Он растерялся. Уехать? Как это – уехать? А станция? А нулевой? Только здесь существует что-то такое, что он мог назвать своим. А там, куда она звала, там нет ничего, выдумка, сон…
«Неправда! – закричала она жалобно. – Сон и выдумка – здесь! Ваня, все вокруг – бессмыслица, чушь, абсурд, ничто. Какой смысл во всем этом? Никакого смысла!»
«А зачем он нужен, смысл? – Он взял ее за руки, прижал к себе. – Смысл только в нас, в тебе и во мне, и если мы так думаем, нет ничего другого, и смерти нет…»
Он так и не отважился спросить у нее о Мише. Одеревеневал язык. «Фира, ты посылала донос полковнику? Это ты сделала, Фира? Зачем ты его сделала? Ты хотела помочь Мише?» Так и не спросил. Даже и не пытался. Слова эти скапливались внутри него, затвердевали, вызывали боль, но наружу – наружу он их не выпустил. Потому что она могла сказать: «Да, это я». И как бы он потом жил?

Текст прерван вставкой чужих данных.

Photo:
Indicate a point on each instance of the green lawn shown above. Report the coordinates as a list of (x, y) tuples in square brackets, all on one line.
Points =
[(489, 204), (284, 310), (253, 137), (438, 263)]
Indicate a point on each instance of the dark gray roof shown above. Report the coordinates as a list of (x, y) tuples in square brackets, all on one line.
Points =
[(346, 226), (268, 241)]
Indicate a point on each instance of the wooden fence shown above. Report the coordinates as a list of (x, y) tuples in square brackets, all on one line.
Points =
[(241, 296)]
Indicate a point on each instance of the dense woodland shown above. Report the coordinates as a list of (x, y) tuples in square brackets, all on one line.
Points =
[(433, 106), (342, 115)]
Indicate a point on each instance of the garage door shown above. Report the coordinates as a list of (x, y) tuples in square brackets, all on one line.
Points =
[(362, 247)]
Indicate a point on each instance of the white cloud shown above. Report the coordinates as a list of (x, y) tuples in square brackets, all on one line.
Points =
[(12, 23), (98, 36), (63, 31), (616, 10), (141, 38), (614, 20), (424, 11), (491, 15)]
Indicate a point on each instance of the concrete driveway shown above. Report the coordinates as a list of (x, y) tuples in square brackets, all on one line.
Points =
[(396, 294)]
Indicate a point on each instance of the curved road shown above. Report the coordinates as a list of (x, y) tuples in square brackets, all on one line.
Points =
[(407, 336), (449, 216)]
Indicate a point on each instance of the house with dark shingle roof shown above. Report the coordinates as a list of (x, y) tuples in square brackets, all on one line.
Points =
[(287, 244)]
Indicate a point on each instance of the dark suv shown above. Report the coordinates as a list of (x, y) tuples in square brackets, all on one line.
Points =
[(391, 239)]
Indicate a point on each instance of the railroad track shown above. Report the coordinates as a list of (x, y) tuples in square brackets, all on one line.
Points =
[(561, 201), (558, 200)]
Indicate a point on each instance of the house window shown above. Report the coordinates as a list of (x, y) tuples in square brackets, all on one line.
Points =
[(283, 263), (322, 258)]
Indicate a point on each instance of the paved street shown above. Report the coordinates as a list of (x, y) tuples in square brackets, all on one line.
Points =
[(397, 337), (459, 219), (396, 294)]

Рыжего полковника искали. Долго и тщательно. Следователь с плоским утиным носом и глазами, место которых на его лице было невозможно определить с первого взгляда, допрашивал всех подряд – станционных, охранников, рабочих, служилых. Он делал это с такой бесстрастностью и методичностью, что невольно возникала мысль: допросив людей, он так же спокойно перевернет страничку своего блокнота и перейдет к допросу рельсов, шпал, паровозов, птиц небесных и рыб речных. Кто его видел? Кто его видел последним? Куда он пошел? С кем разговаривал? О чем? Солдаты обыскивали каждый дом. Лесопилку. Ремонтный завод. Водокачку. Пивную. Заглядывали под кровати. В подвалы. В колодцы. Обшаривали реку. Хоть какой-нибудь след. Хоть что-нибудь. Окурок. Запах. Звук. Отзвук. Эхо. Рылись в печной золе, которую большинство жителей выбрасывали на огороды или на тропинки за домами. Вот в золе-то и обнаружили две пуговки от форменной фуражки, ременную пряжку и кокарду. Так. Это уже что-то. Может быть, это принадлежало ему. Может быть, и нет. Все может быть. Но это уже след. Зола. Чья? Из чьей печки? Проверяли каждую печь. Каждую. Просеяли золу. Снова и снова. Сравнивали образцы. Снова и снова. Допрос за допросом. Слово за словом – просеять, сравнить, поймать. Враг рядом. Он будет настигнут и схвачен. Да, результат известен: враг есть. Осталось чуть-чуть: выяснить его имя. Только и всего. Но – во что бы то ни стало. Имя. Дремухин. Ландау. Ардабьев. Удоев. Амбарцумян. Кто?
Иван успокаивал истерзанную допросами Фиру: «Только не бойся. Покрутятся и уедут. Но только не бойся. Они идут на запах страха. Как собаки».
«Но нам теперь не удастся уехать, Ваня. Нас не выпустят отсюда, пока не найдут убийцу. Пока не найдут нас».